OS upgrade for Data Lake hosts

When important software and operating system changes are available for Data Lake hosts, you can initiate an upgrade process that will replace existing hosts with upgraded versions and reattach them to the Data Lake storage.

Overview

When an upgrade is available for Data Lake hosts, a CDP administrator has the option to apply the upgrade. Note that during the upgrade process, the Data Lake services are not available to the attached workload clusters. Therefore, before triggering a Data Lake upgrade, consider stopping any jobs running on your workload clusters and restarting them after the Data Lake is restored. Audits and metadata will continue to be queued for collection through the restoration process.

When your CDP administrator triggers node upgrades, the upgrade process:

  1. Detaches all non-ephemeral disks from the Data Lake nodes.
  2. Removes the nodes.
  3. Provisions new nodes of the same type with the upgraded software versions.
  4. Reattaches the disks to the new volumes.
  5. Reconnects services to the external database.
There are some limitations to upgrading:
  • Only allowed on instances where data is stored in external databases and persistent disks.
  • Must be the same flavor of OS, version of CM, and version of Cloudera Runtime parcels.
  • All attached Data Hubs or Data Hub clusters must be stopped (because services will be unavailable during upgrade).

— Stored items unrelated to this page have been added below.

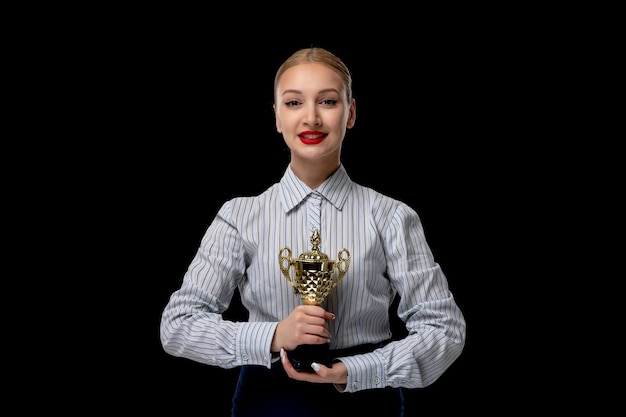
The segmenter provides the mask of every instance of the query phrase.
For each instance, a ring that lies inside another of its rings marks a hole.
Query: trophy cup
[[[307,305],[321,305],[331,290],[343,279],[350,266],[350,252],[339,251],[338,260],[331,260],[320,252],[321,238],[317,229],[311,235],[312,248],[300,254],[298,259],[291,258],[291,249],[282,248],[278,252],[280,270],[293,287],[294,293]],[[291,266],[294,274],[290,273]],[[337,270],[337,274],[335,274]],[[321,345],[299,345],[289,352],[289,361],[294,369],[301,372],[314,372],[312,362],[331,366],[328,343]]]

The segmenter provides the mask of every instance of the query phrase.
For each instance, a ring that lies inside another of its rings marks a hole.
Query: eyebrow
[[[283,91],[283,94],[282,94],[282,95],[284,96],[285,94],[288,94],[288,93],[292,93],[292,94],[302,94],[302,91],[300,91],[300,90],[290,89],[290,90],[285,90],[285,91]],[[339,91],[338,91],[337,89],[335,89],[335,88],[326,88],[326,89],[321,90],[321,91],[319,91],[319,92],[318,92],[318,94],[326,94],[326,93],[337,93],[337,94],[341,95],[341,92],[339,92]]]

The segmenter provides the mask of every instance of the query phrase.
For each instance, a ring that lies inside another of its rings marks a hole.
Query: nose
[[[307,109],[304,124],[307,126],[319,126],[322,124],[322,119],[317,111],[316,106],[310,106]]]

You can perform manual upgrades from the CDP web UI or CLI.

Manual upgrade from web UI

Before you begin: If you wish to verify the upgrade after completion, go to Management Console > Data Lakes > Image Details > Image ID and note the current Image ID. After you upgrade, you can compare this to the new Image ID.

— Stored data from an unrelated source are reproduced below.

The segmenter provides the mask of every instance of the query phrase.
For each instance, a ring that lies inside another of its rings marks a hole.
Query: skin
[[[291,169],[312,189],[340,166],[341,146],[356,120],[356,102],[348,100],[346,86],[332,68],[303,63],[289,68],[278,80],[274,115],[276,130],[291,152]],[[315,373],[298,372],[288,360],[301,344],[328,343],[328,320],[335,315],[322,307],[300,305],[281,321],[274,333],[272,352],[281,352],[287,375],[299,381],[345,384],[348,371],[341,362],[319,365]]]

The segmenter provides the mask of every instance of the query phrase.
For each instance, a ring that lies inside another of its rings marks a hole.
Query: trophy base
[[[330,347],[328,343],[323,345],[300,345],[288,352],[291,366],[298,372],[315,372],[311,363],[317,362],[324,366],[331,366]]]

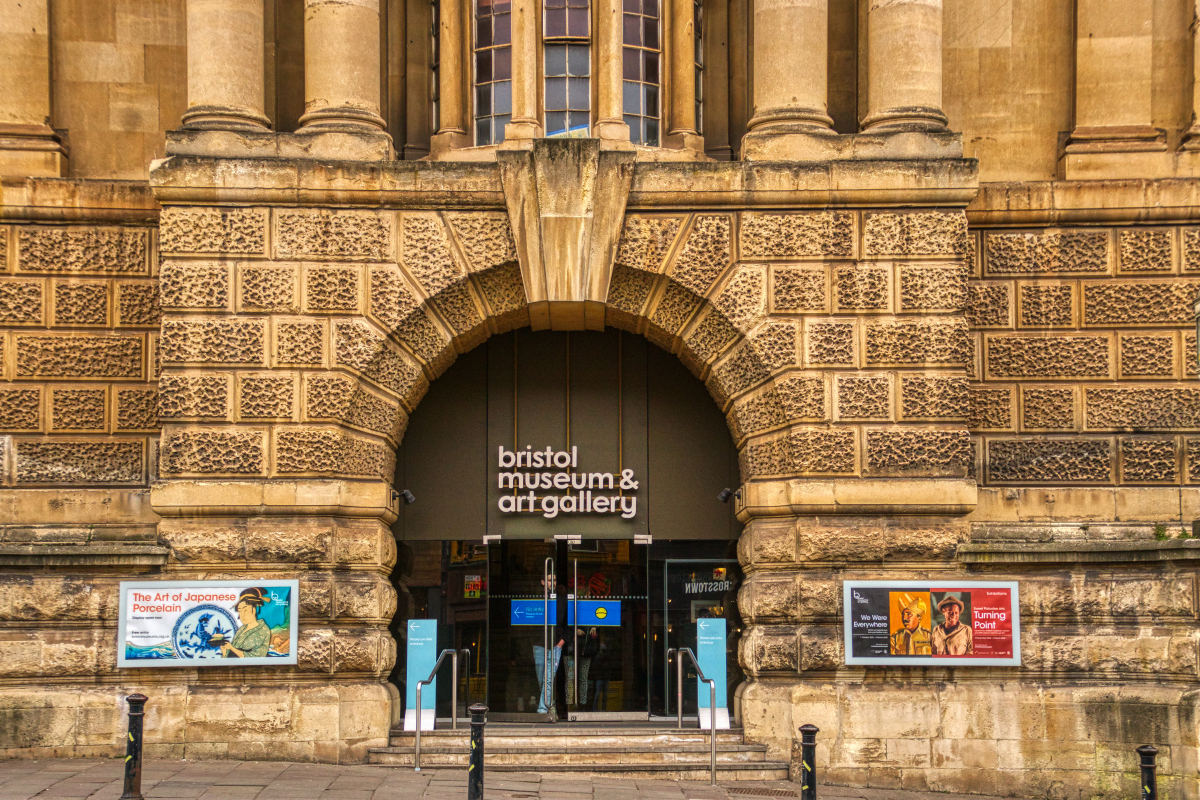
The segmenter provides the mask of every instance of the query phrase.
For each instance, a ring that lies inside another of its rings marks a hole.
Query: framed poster
[[[299,581],[122,581],[118,667],[296,663]]]
[[[844,581],[847,664],[1021,666],[1016,581]]]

To perform manual upgrade from CDP web UI:
  1. Log in to the CDP web interface.
  2. Navigate to the desired Data Lake using Management Console > Data Lakes.
  3. In the Data Lake details page, click Actions > Check for Data Lake Upgrade:

  4. If an upgrade is available, click the Data lake upgrade available option.

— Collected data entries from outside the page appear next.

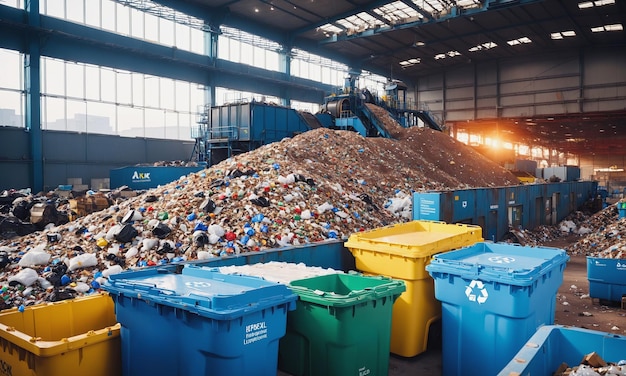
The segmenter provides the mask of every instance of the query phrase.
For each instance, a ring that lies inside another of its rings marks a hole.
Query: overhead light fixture
[[[474,46],[472,48],[469,49],[470,52],[475,52],[475,51],[481,51],[481,50],[490,50],[494,47],[497,47],[498,45],[495,44],[494,42],[487,42],[487,43],[482,43],[479,44],[477,46]]]
[[[422,62],[422,59],[420,59],[419,57],[416,57],[416,58],[413,58],[413,59],[403,60],[399,64],[402,66],[402,68],[407,68],[407,67],[410,67],[412,65],[419,64],[421,62]]]
[[[597,26],[597,27],[591,28],[591,31],[594,33],[601,33],[604,31],[622,31],[622,30],[624,30],[624,26],[622,26],[622,24],[604,25],[604,26]]]
[[[518,45],[518,44],[526,44],[526,43],[531,43],[531,42],[532,42],[532,40],[530,38],[528,38],[528,37],[521,37],[521,38],[510,40],[507,43],[510,46],[515,46],[515,45]]]
[[[422,42],[421,40],[418,40],[416,42],[413,43],[413,47],[422,47],[424,46],[426,43]]]
[[[559,31],[558,33],[550,34],[550,38],[554,40],[568,38],[568,37],[575,37],[575,36],[576,36],[576,32],[574,30]]]
[[[578,3],[578,9],[589,9],[593,7],[601,7],[604,5],[612,4],[615,4],[615,0],[584,1],[582,3]]]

    The upgrade process begins, and the Data Lake status will show Upgrade In Progress.

  5. To verify your upgrade was successful, check Management Console > Data Lakes > Image Details > Image ID and compare the old Image ID.

Manual upgrade from CLI

To perform manual repair from the CLI, use the following commands:
  • cdp datalake check-datalake-upgrade-options --datalake-name $name-dl - Check if your Data Lake OS can be upgraded.
  • cdp datalake upgrade-datalake --datalake-name $name-dl - Perform Data Lake OS upgrade.